Both lines 4 and 5 stay at their right positions; therefore the masculine line 5 sincerely and trustworthily occupies the feminine line 4 based on the principle of moderation. Line 4 follows the principle of moderation exhibited by line 5 and sustains line 5 with sincerity and trust, which bind them together like the cord denoted by the upper trigram Xun binding them.
Commentary on the image: As if sincerity and trust are bound together, (as) the position (where it stays) is right and appropriate (to it).
Line 5, the host line of Zhong Fu, is at the king's position; its sincerity and trust, carried out in a moderate manner, is used by the king create close relations with his subjects and cultivate the country, as stated in the commentary on the hexagram text.

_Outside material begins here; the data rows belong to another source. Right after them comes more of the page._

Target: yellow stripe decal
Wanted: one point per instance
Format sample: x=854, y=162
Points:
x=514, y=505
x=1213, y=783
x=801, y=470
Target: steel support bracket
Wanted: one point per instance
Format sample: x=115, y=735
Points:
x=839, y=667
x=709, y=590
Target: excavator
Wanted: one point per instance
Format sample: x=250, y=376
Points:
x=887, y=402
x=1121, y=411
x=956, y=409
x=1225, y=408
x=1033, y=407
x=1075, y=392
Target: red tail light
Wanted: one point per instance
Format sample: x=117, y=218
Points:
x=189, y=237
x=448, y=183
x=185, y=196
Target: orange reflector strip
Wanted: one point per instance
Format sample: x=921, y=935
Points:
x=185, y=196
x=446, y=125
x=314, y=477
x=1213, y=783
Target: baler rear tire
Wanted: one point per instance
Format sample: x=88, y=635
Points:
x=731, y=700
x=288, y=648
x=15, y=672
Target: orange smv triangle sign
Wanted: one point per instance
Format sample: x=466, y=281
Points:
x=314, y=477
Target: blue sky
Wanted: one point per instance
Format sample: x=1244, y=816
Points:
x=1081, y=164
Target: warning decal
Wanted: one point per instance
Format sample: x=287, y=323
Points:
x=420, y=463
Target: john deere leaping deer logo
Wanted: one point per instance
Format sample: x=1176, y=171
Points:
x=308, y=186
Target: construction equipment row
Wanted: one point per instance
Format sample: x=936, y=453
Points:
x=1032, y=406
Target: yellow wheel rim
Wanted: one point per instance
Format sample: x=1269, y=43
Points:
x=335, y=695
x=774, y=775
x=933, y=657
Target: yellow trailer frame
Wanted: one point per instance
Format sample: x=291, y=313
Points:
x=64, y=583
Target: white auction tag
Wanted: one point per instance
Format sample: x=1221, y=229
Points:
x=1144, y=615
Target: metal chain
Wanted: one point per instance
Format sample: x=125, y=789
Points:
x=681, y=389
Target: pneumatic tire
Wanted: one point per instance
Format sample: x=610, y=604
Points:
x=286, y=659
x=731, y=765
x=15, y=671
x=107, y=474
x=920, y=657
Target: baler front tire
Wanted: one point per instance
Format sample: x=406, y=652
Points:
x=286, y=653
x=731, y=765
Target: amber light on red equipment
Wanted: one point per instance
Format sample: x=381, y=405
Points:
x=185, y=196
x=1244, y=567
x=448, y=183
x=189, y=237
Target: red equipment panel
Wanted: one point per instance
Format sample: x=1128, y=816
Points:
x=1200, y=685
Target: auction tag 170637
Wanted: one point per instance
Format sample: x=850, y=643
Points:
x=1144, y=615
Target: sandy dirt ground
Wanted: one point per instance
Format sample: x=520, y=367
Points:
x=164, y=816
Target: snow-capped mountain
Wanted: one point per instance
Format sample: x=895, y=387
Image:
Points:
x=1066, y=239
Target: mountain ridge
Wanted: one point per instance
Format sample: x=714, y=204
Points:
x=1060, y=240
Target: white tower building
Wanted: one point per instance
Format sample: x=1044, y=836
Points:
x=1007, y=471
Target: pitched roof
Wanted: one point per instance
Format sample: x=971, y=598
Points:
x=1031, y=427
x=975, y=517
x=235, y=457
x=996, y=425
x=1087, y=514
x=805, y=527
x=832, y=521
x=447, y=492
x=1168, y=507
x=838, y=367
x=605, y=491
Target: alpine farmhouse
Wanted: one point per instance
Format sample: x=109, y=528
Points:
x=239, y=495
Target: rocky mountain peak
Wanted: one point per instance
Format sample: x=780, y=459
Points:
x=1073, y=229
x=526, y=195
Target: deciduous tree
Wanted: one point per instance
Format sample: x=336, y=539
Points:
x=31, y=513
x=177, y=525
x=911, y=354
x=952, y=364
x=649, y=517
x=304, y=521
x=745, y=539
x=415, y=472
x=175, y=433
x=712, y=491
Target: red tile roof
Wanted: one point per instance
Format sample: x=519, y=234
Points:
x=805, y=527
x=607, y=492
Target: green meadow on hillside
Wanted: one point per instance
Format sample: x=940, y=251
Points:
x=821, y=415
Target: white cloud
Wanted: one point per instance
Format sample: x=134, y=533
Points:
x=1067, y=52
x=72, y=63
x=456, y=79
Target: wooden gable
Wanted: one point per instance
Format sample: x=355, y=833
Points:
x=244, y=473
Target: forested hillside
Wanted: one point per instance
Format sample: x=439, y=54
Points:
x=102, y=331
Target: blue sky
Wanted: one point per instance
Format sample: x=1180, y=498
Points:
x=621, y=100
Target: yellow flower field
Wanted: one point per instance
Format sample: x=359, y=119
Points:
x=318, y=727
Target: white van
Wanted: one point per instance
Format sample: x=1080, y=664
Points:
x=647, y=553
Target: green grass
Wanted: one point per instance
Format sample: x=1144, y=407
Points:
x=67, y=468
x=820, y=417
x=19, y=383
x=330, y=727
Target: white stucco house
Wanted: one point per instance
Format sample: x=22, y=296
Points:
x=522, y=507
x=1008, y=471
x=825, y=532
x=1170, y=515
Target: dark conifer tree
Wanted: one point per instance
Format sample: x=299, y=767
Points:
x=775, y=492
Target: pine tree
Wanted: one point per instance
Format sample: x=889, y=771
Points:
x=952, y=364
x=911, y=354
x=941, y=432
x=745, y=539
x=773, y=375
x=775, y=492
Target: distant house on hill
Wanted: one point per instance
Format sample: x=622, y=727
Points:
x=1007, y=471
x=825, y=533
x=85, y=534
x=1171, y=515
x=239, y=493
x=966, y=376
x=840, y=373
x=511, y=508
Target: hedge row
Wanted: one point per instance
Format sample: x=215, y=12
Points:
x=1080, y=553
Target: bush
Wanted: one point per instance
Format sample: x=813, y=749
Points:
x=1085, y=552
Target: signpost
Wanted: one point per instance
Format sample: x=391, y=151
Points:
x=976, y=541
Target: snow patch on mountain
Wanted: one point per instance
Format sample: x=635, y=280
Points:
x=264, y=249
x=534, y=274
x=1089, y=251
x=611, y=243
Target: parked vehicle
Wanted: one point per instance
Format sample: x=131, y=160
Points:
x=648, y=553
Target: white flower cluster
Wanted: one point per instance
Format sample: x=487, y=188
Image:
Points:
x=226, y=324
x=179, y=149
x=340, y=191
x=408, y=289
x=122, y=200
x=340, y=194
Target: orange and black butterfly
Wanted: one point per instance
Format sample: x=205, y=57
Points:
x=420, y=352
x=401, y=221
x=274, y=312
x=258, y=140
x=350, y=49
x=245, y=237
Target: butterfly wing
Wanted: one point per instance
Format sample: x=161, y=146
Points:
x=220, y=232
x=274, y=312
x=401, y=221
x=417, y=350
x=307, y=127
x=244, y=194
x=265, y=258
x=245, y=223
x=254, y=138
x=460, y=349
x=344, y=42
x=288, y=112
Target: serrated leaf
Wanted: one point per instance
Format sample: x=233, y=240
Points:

Enlightenment through nine five: 1) to demonstrate sincerity and trust in a moderate manner, or 2) to build a moderate credit system. A close association based on sincerity and trust exhibited in a moderate manner establishes a chain of credit, and precludes calamities such as credit expansion or restriction. Should this line not abide by its mandate and change to feminine, the hexagram would become Sun (41), (those above) diminishing (those below), which is signified as loss.
The 6th line
Text: High-flying sound (or, cock crow) mounts to the sky; to persist is ominous.
Line 6 isn't at a position right to it and exceeds the middle of the upper trigram, signifying that it is neither sincere, trustworthy nor moderate. It stays in the domain of the heavens and correlates with line 3, the representative line of the lower trigram Dui (joy and to speak); therefore its sincerity and trust are linked with smooth talking and floating in the air.

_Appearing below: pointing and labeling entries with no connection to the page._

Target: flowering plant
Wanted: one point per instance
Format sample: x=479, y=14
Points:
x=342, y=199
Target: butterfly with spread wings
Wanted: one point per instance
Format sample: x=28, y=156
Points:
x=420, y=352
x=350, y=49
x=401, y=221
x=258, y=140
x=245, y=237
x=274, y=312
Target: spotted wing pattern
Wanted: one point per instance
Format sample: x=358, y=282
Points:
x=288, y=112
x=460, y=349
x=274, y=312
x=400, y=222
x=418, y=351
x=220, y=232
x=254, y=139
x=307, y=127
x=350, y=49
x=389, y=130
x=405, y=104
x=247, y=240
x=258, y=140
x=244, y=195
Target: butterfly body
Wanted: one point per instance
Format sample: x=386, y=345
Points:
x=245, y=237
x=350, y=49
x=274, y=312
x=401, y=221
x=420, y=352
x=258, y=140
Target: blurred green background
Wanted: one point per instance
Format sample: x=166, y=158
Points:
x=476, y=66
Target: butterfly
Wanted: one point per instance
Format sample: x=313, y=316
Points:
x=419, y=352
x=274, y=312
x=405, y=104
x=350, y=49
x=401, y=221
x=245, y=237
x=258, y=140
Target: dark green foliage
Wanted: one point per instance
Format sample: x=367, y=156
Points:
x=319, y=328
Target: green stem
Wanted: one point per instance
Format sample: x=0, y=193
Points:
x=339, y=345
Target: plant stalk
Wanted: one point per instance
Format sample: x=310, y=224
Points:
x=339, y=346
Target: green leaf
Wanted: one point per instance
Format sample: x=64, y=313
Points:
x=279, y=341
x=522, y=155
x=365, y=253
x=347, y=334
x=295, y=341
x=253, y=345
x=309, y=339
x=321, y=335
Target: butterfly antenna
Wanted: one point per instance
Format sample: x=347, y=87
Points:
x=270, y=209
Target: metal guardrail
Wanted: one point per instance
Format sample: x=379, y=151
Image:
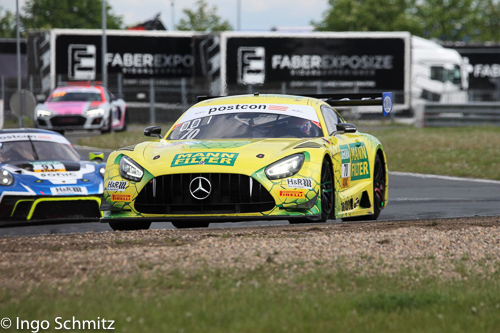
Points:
x=457, y=115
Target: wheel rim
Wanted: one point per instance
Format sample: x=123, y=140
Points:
x=379, y=185
x=326, y=190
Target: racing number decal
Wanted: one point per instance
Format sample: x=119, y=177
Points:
x=191, y=127
x=48, y=167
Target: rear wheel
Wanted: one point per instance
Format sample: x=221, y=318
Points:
x=378, y=193
x=327, y=196
x=190, y=224
x=126, y=226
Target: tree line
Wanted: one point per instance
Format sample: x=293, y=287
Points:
x=447, y=20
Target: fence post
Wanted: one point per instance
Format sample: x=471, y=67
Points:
x=183, y=93
x=120, y=88
x=3, y=90
x=152, y=115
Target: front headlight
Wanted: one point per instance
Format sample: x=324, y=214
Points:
x=6, y=179
x=130, y=170
x=43, y=113
x=95, y=112
x=286, y=167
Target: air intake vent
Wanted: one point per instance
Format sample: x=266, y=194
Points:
x=229, y=193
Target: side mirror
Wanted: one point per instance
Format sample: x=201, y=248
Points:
x=153, y=131
x=96, y=157
x=346, y=128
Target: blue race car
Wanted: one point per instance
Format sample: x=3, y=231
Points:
x=42, y=177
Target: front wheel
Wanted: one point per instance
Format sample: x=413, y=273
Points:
x=127, y=226
x=326, y=193
x=378, y=188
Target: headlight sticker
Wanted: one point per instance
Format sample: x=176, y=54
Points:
x=299, y=183
x=117, y=186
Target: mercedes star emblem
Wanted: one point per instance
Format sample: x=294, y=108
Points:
x=200, y=188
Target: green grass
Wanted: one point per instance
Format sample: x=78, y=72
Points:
x=322, y=300
x=463, y=152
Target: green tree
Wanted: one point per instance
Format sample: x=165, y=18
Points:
x=203, y=18
x=70, y=14
x=486, y=22
x=369, y=15
x=7, y=23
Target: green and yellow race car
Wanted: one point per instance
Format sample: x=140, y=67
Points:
x=251, y=157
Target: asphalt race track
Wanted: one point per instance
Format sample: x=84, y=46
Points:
x=411, y=196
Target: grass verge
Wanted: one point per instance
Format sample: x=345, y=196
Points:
x=462, y=152
x=265, y=300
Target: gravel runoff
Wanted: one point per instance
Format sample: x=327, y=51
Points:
x=449, y=248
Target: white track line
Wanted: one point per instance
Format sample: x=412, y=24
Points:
x=421, y=175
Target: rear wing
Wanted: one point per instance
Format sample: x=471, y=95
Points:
x=384, y=99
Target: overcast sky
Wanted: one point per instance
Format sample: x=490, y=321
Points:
x=255, y=14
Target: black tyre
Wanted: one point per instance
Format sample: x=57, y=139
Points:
x=190, y=224
x=126, y=226
x=378, y=188
x=327, y=190
x=327, y=196
x=378, y=193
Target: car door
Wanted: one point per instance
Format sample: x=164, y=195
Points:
x=350, y=146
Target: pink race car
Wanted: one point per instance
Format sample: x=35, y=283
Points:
x=77, y=107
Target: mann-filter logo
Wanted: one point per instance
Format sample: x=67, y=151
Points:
x=355, y=164
x=251, y=65
x=82, y=62
x=211, y=158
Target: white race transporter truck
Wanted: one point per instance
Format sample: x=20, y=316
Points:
x=438, y=74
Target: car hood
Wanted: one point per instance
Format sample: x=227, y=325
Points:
x=247, y=156
x=70, y=108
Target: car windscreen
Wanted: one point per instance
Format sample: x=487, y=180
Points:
x=64, y=96
x=246, y=125
x=36, y=150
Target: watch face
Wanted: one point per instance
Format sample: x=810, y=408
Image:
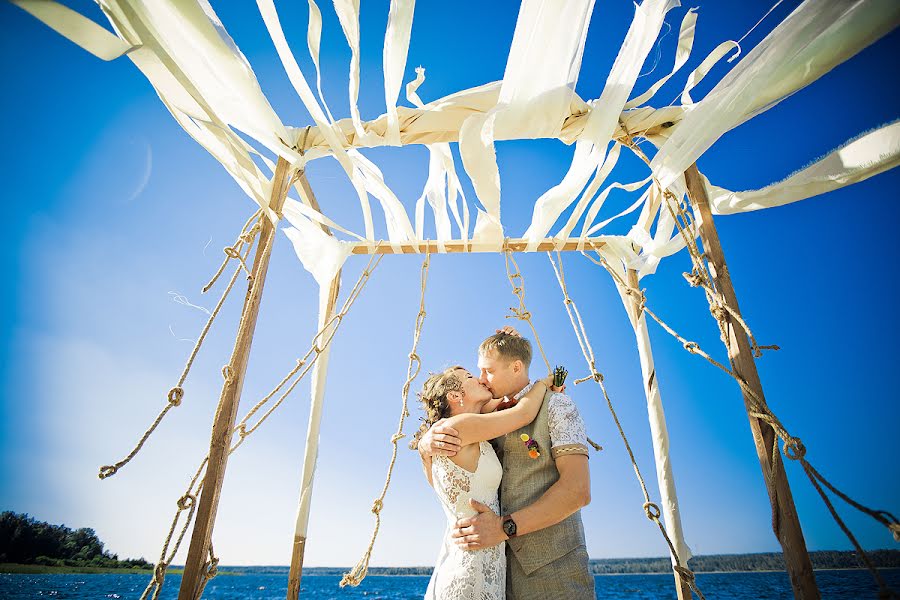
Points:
x=509, y=527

The lower trigram Dui also denotes the rooster which remains on the ground as it can’t fly; its crowing mounts to the sky, signifying that the call falls short of the reality.
Commentary on the image: High-flying sound (or, cock crow) mounts to the sky; how can it last long?
Line 6 makes too many nice but unrealistic commitments; its sincerity and trust will fall from the sky as the rising sound fades in the air.
Enlightenment through nine six: 1) commitment must be realistic, followed up by action, or 2) don't pursue or undertake what you can't accomplish. Sincerity and trust are not used to garner fame and compliments. When there is only smooth talk with no corresponding action, credibility is destined to wane; to persist is ominous. When this line changes to feminine and acts righteously with sincerity and trust, the hexagram will appears as Jie (60), to restrict, suggesting that moderate restriction is needed.